The above document references the "Joint Development Agreement", where section 2.1.7 addresses this issue:
(b) RACL, PSP and LCCCA shall work cooperatively and make commercially reasonable efforts to secure additional funds for the Project by (i) selling naming rights to the Convention Center Unit, (ii) selling air rights above the Hotel Unit and Convention Center Unit, (iii) reducing LCCCA expenditures on parking, (iv) secure inducement from Manager for rights to manage the Condo Association, (v) secure additional State Grants for the Project, all which shall be used within the terms and conditions of this agreement.
(c) The parties acknowledge, that in addition to (a) above, additional grants from the Commonwealth of Pennsylvania and the IFIP Grant are required in order to construct the Project.
(d) In the event the Final Budget is less than the available funds shown on Exhibit D, plus any funds secured in 2.1.7 (b), any surplus funds shall be equally allocated to RACL (to be utilized in accordance with the Hotel Tower Lease Agreement between RACL and PSP) and LCCCA as an additional contingency.
The "Hotel Tower Lease Agreement" mentioned in the "Joint Development Agreement" does not directly address selling the naming rights.

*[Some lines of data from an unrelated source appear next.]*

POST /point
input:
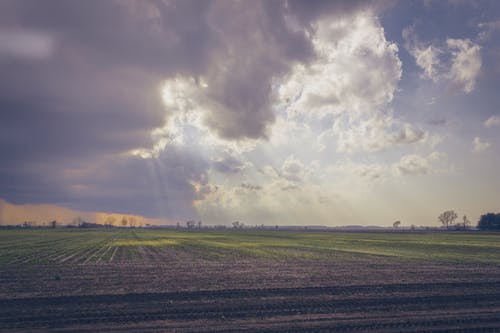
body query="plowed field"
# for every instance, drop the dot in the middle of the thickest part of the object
(248, 281)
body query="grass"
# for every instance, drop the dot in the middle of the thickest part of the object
(79, 246)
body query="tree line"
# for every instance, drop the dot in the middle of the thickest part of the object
(489, 221)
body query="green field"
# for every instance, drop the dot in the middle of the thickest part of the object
(34, 246)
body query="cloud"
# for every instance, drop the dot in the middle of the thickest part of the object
(479, 145)
(352, 80)
(492, 121)
(293, 170)
(97, 97)
(457, 61)
(26, 45)
(228, 164)
(466, 63)
(413, 165)
(488, 29)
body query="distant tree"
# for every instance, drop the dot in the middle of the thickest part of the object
(489, 221)
(465, 222)
(110, 220)
(77, 221)
(447, 218)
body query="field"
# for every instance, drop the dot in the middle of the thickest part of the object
(157, 280)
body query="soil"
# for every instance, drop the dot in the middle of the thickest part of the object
(176, 292)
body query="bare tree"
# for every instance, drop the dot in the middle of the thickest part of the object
(110, 220)
(447, 218)
(77, 221)
(466, 222)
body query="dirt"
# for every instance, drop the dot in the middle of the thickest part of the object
(183, 293)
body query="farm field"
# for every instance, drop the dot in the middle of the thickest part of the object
(157, 280)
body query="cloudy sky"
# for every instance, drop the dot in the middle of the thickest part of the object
(267, 112)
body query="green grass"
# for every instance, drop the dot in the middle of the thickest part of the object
(33, 246)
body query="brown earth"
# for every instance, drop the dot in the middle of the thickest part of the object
(181, 293)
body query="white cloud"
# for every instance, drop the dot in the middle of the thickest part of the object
(28, 45)
(492, 121)
(414, 164)
(479, 145)
(379, 132)
(457, 61)
(426, 56)
(355, 67)
(352, 81)
(466, 63)
(488, 29)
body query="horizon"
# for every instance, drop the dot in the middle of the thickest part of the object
(288, 113)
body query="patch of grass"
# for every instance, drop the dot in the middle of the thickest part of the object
(45, 246)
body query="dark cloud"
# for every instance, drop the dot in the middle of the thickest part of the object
(228, 164)
(165, 186)
(80, 85)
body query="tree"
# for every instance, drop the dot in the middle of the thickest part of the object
(110, 220)
(447, 218)
(466, 222)
(489, 221)
(77, 221)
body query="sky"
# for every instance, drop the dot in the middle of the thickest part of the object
(266, 112)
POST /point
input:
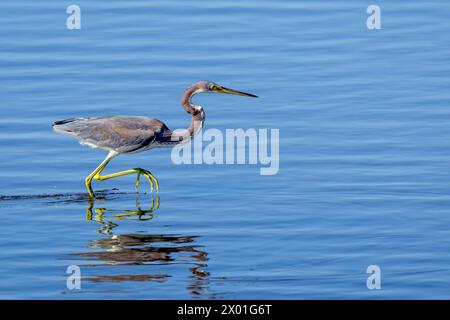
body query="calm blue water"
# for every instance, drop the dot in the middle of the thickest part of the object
(364, 178)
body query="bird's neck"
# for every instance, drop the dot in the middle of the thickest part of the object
(197, 113)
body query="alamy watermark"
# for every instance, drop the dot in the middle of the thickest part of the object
(234, 146)
(73, 281)
(374, 280)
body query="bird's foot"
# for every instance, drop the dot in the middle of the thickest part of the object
(154, 184)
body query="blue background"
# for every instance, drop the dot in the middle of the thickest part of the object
(364, 150)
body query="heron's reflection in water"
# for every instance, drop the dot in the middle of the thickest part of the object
(149, 250)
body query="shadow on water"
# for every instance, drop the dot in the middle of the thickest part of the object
(151, 251)
(66, 197)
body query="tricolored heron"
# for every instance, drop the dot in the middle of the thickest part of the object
(131, 134)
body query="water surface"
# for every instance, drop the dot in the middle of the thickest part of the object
(364, 150)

This excerpt from section 4.2 seems to be the only appropriate provision:
"The utilization of cost savings with respect to the Hotel shall be determined by Lessee in its sole discretion and shall be used by Lessee to construction finance maintain and operate the Hotel. Lessor shall not be entitled to use cost savings for any other purpose."
This legalese seems to confirm that any additional funds provided to RACL (as mentioned in the "Joint Development Agreement") are to be given to the Penn Square Partners to reduce their costs (and increase their profit margin). This is consistent with the statements in the "Declaration of Condominium".